Another brilliant piece from a GUNNAS WRITING MASTERCLASS writer.
Once upon a time there was no way to explain. There was no-one to hold on my knee, against my breast, to read stories to. It didn’t matter that all I had was the present moment. Under the umbrella of now I could cope with my empty embrace. Under my umbrella was the theatre of me. I costumed my dreams in spite of the world around me. I wore vintage underwear as outer-wear and I answered to no-one. I went where there was no-one to call my name. Certainly no soft endearments for this vandal. I had destroyed everything with my lapse of attention as surely as if I’d done it on purpose.
On the other side of the world I was anonymous. Every day I packed an old picnic basket with heavy books and rampaged my way around London. Going nowhere, just riding the grey veins of the tube for something to do. The weight of the basket an anchor to the world. Lugging it around like a babies coffin gave me something to do with my toddler-free hands. It was my morbid task to manoeuvre through the grey strangers in that grey city while I avoided myself.

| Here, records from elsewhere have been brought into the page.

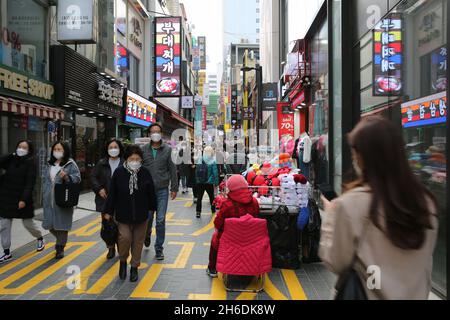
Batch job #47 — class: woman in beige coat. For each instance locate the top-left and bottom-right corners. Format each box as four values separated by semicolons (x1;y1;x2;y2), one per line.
319;117;438;300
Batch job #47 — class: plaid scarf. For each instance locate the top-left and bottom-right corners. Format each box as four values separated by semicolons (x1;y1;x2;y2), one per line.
123;161;140;195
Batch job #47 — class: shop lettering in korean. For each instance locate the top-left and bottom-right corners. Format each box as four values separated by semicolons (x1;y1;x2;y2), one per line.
401;92;448;128
125;91;156;127
0;65;55;103
98;81;124;107
373;13;403;96
155;17;181;96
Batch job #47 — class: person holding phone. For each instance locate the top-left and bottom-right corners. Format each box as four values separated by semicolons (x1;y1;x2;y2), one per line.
319;116;438;300
42;142;81;259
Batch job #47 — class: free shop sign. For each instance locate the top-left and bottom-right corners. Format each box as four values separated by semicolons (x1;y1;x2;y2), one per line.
0;64;55;104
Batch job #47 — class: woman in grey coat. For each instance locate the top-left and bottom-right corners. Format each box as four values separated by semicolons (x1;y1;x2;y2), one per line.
42;142;81;259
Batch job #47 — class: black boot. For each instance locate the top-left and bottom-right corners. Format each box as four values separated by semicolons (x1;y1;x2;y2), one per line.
106;247;116;260
130;267;139;282
55;245;64;260
119;262;127;280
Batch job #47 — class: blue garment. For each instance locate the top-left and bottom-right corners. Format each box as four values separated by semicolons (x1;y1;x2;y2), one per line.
148;188;169;252
42;159;81;231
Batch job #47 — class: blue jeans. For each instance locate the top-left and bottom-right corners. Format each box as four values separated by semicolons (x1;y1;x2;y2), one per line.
147;188;169;252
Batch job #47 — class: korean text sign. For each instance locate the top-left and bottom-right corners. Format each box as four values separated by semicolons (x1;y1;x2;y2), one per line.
155;17;181;96
125;91;156;127
373;13;403;96
402;92;447;128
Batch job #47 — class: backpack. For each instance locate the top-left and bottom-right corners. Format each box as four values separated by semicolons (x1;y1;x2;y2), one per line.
195;162;208;183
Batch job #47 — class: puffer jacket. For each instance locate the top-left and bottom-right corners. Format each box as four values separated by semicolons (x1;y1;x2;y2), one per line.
212;190;259;249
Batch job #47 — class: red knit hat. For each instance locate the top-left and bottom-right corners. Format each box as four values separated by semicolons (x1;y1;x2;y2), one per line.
227;174;248;191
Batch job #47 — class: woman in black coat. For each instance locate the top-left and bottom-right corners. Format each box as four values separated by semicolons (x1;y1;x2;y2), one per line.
91;139;124;259
104;145;156;282
0;140;45;264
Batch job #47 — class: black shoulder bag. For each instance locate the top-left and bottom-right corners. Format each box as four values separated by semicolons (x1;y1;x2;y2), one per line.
335;223;368;300
55;164;81;208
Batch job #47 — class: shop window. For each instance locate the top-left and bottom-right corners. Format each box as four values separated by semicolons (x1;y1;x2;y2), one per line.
0;0;47;79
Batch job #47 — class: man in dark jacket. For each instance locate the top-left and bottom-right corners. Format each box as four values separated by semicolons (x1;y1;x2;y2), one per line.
143;123;179;260
0;141;45;264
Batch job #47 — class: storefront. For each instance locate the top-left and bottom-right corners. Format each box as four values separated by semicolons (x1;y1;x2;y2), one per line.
343;0;449;296
50;46;126;190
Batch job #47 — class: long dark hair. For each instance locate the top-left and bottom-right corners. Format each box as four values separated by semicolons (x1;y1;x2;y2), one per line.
348;116;436;250
48;141;71;166
16;140;34;159
104;138;125;159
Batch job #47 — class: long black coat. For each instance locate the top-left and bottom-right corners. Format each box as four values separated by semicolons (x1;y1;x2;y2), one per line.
91;158;123;213
103;166;156;225
0;154;36;219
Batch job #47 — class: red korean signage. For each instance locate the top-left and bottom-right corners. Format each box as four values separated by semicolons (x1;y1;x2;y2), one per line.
155;17;181;97
277;103;295;140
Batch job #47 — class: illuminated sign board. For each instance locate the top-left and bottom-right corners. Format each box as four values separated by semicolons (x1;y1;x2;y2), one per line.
373;13;403;96
155;17;181;97
402;92;447;128
125;90;156;127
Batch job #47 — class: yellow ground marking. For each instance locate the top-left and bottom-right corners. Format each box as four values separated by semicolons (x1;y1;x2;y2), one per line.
39;252;107;294
192;264;208;270
0;242;55;274
188;274;227;300
264;276;289;300
281;269;308;300
83;257;131;294
69;218;102;237
130;264;170;299
0;242;97;294
184;201;194;208
130;241;195;299
191;216;214;237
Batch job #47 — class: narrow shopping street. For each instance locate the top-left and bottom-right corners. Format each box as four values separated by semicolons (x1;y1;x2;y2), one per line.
0;195;335;300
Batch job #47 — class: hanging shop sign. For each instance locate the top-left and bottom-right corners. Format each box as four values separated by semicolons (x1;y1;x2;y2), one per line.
401;92;447;128
181;96;194;109
0;64;55;104
277;103;295;140
373;13;403;96
155;17;181;97
198;37;206;70
58;0;98;44
128;6;144;58
124;90;156;128
262;83;278;111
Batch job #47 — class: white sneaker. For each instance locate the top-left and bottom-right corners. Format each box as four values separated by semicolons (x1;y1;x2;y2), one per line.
36;239;45;252
0;253;12;264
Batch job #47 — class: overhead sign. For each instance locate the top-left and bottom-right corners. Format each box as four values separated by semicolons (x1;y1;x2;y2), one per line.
402;92;447;128
125;91;156;127
155;17;181;97
58;0;98;44
373;13;403;96
181;96;194;109
262;83;278;111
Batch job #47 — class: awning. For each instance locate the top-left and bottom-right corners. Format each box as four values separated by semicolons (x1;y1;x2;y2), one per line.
0;96;64;120
153;99;194;127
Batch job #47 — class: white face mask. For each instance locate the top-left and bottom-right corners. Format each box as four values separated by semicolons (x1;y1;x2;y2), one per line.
150;133;161;142
53;151;64;160
108;149;120;158
16;148;28;157
128;161;142;171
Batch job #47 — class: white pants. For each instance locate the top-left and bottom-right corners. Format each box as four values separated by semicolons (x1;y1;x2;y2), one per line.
0;218;42;250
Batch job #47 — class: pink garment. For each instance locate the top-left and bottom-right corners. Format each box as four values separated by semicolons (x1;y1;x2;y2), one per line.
217;214;272;276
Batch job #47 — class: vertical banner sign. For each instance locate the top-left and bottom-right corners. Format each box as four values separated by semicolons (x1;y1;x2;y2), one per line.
402;91;447;128
198;37;206;70
155;17;181;97
231;85;239;130
373;13;403;96
277;103;295;140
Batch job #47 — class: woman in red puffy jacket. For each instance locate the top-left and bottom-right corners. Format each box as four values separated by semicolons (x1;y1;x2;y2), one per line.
206;175;259;278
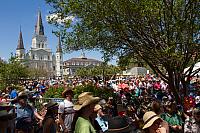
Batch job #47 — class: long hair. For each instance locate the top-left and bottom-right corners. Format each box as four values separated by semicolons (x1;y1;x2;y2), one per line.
71;110;82;132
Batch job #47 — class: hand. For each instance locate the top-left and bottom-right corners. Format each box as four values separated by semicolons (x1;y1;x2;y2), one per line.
156;127;167;133
63;128;68;133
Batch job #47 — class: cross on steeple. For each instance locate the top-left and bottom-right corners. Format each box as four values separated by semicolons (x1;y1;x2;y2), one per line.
17;26;24;50
35;11;44;35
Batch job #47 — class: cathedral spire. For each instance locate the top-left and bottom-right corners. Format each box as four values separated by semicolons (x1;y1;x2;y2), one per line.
35;11;44;35
56;35;62;53
17;26;24;50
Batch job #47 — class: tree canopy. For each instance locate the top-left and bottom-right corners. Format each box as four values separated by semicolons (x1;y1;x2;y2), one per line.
0;57;29;87
46;0;200;103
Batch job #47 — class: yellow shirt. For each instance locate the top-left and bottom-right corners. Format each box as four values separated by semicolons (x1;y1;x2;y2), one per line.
74;117;96;133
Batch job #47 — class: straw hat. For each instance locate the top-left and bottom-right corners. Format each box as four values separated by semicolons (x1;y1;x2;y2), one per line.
73;92;100;111
45;101;58;110
17;91;28;99
94;104;102;112
108;116;131;133
62;88;73;98
0;102;15;120
142;111;161;129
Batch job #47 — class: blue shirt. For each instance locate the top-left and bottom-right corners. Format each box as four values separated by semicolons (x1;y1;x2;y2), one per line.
15;104;34;122
95;115;108;132
10;90;17;99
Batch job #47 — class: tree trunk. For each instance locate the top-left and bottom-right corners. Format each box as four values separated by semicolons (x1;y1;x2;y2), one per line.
168;71;182;104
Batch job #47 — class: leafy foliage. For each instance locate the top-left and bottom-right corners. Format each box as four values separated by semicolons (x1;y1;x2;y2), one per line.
44;87;64;98
0;57;28;89
44;84;113;99
46;0;200;103
73;84;113;99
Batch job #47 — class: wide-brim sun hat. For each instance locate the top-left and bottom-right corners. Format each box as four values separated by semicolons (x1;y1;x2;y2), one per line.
73;92;100;111
62;88;73;98
107;116;131;133
45;101;58;110
142;111;161;129
17;91;28;99
94;104;102;112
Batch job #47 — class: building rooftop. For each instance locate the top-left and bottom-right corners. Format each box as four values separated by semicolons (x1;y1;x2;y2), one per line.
64;57;102;63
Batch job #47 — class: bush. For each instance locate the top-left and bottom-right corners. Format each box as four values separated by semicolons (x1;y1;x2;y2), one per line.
73;84;113;99
44;84;113;99
43;87;64;98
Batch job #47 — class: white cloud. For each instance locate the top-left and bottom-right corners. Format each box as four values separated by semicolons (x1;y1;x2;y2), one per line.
46;13;75;24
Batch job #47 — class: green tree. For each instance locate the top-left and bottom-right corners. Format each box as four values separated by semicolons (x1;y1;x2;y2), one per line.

One day, I began slamming the heavy basket into the bodies that milled past me in the hall of Kings Cross station. They all apologised to me yet it was me who was violently charging through the crowd! Whacking myself past the grey strangers who kept going their own ways. “Sorry.” Excuse me”. “Pardon.” They were apologising for my clumsy and angry invasion of their space! Because of this I knew that I was invisible insignificant inconsolable. These London people did not see me, or feel my great lump of a picnic basket as I barged my way mercilessly through their midst. Their automatic apologies confirmed that I had no place there.
And because of that I began to change the contents of my basket, a little at a time. Instead of a book of poems by Pablo Neruda I inserted a blank exercise book. A recipe book was swapped for a box of pencils. In the theatre of me I began to play at writing. Just doodling so I didn’t have to meet the eyes of anyone. Until finally I found some shelter in those pages as words queued up and out. I was immune to the empty apologies and cradled the basket like my lost son.
“PUSSY CAT, PUSSY CAT, WHERE HAVE YOU BEEN?” I’ve been hiding in London. DING DONG DELL, PUSSY IS IN THE WELL. I didn’t watch him every second.